Another locale of great interest, though, is the Houston Independent School District. This is the seventh largest urban school district in the nation, and the district that has tied more high-stakes consequences to their value-added output than any other district/state in the nation. These “initiatives” were “led” by soon-to-resign/retire Superintendent Terry Greir who, during his time in Houston (2009-2015), implemented some of the harshest consequences ever attached to teacher-level value-added output, as per the district’s use of the Education Value-Added Assessment System (EVAAS) (see other posts about the EVAAS here, here, and here; see other posts about Houston here, here, and here).

In fact, the EVAAS is still used throughout Houston today to evaluate all EVAAS-eligible teachers, to also “reform” the district’s historically low-performing schools, by tying teachers’ purported value-added performance to teacher improvement plans, merit pay, nonrenewal, and termination (e.g., 221 Houston teachers were terminated “in large part” due to their EVAAS scores in 2011). However, pending litigation (i.e., this is the district in which the American and Houston Federation of Teachers (AFT/HFT) are currently suing the district for their wrongful use of, and over-emphasis on this particular VAM; see here), Superintendent Grier and the district have recoiled on some of the high-stakes consequences they formerly attached to the EVAAS  This particular lawsuit is to commence this spring/summer.

Nonetheless, my most recent post about Houston was about some of its future school board candidates, who were invited by The Houston Chronicle to respond to Superintendent Grier’s teacher evaluation system. For the most part, those who responded did so unfavorably, especially as the evaluation systems was/is disproportionately reliant on teachers’ EVAAS data and high-stakes use of these data in particular (see here).

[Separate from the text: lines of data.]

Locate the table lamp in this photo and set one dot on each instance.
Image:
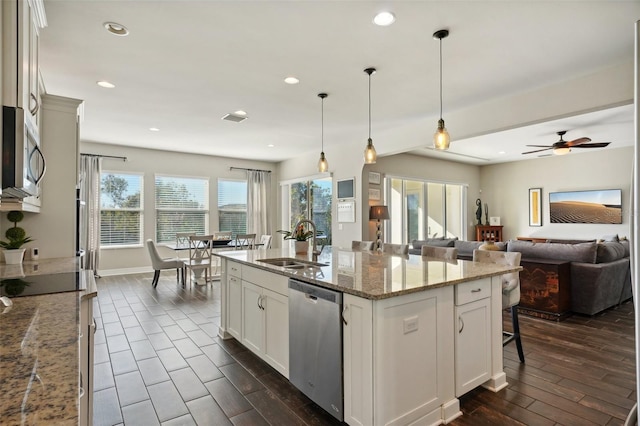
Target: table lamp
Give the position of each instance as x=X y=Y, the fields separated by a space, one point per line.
x=378 y=213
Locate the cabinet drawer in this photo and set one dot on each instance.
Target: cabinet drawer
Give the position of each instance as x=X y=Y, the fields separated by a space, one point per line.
x=472 y=291
x=234 y=269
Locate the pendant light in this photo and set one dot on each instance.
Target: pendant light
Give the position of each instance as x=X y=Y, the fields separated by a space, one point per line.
x=441 y=137
x=370 y=155
x=323 y=164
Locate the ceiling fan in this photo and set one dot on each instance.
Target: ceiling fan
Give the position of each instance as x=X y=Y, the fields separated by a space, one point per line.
x=564 y=147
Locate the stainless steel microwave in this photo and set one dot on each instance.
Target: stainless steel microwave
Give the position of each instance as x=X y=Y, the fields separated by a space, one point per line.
x=23 y=164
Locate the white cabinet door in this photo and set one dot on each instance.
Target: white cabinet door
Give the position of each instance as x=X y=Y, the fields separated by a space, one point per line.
x=473 y=350
x=234 y=306
x=252 y=317
x=358 y=360
x=276 y=330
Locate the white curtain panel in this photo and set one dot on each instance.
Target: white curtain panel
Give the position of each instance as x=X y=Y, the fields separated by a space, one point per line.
x=90 y=167
x=258 y=190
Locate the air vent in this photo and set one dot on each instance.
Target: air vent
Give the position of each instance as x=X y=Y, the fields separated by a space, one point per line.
x=233 y=117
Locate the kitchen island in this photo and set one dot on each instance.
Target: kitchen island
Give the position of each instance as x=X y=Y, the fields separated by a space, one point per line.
x=46 y=349
x=417 y=332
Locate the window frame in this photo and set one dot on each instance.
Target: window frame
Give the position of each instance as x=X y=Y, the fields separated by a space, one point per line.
x=140 y=209
x=206 y=210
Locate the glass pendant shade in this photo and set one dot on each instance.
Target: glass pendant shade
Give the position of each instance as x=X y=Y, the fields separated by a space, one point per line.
x=323 y=164
x=441 y=137
x=370 y=155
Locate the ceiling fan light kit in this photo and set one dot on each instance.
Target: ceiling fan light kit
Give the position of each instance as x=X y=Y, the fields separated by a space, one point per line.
x=370 y=155
x=323 y=164
x=441 y=138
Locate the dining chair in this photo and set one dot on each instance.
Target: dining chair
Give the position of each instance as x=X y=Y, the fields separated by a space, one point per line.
x=362 y=245
x=245 y=241
x=224 y=235
x=396 y=249
x=443 y=253
x=200 y=257
x=158 y=263
x=510 y=290
x=182 y=239
x=265 y=241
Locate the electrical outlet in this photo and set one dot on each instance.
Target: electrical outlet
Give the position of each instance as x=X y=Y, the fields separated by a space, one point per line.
x=410 y=324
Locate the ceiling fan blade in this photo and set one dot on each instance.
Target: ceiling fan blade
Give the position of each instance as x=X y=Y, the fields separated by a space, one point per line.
x=594 y=145
x=538 y=150
x=576 y=142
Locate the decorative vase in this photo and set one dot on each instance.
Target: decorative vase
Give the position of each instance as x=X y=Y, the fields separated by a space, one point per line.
x=302 y=247
x=13 y=257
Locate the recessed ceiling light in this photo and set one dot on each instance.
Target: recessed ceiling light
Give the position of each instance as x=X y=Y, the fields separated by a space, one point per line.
x=106 y=84
x=384 y=19
x=116 y=29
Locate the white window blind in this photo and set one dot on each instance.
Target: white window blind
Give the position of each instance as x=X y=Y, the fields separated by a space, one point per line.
x=120 y=209
x=232 y=206
x=182 y=205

Most recently, however, as per a “split” decision registered by Houston’s current school board (i.e., 4:3, and without any new members elected last November), Superintendent Grier received a $98,600 bonus for his “satisfactory evaluation” as the school district’s superintendent. See more from the full article published in The Houston Chronicle. As per the same article, Superintendent “Grier’s base salary is $300,000, plus $19,200 for car and technology allowances. He also is paid for unused leave time.”

More importantly, take a look at the two figures below, taken from actual district reports (see references below), highlighting Houston’s performance (declining, on average, in blue) as compared to the state of Texas (maintaining, on average, in black), to determine for yourself whether Superintendent Grier, indeed, deserved such a bonus (not to mention salary).

Another question to ponder is whether the district’s use of the EVAAS value-added system, especially since Superintendent Grier’s arrival in 2009, is actually reforming the school district as he and other district leaders have for so long now intended (e.g., since his Superintendent appointment in 2009).

Figure 1

Figure 1. Houston (blue trend line) v. Texas (black trend line) performance on the state’s STAAR tests, 2012-2015 (HISD, 2015a)

Figure 2

Figure 2. Houston (blue trend line) v. Texas (black trend line) performance on the state’s STAAR End-of-Course (EOC) tests, 2012-2015 (HISD, 2015b)

References:

Houston Independent School District (HISD). (2015a). State of Texas Assessments of Academic Readiness (STAAR) performance, grades 3-8, spring 2015. Retrieved here.

Houston Independent School District (HISD). (2015b). State of Texas Assessments of Academic Readiness (STAAR) end-of-course results, spring 2015. Retrieved here.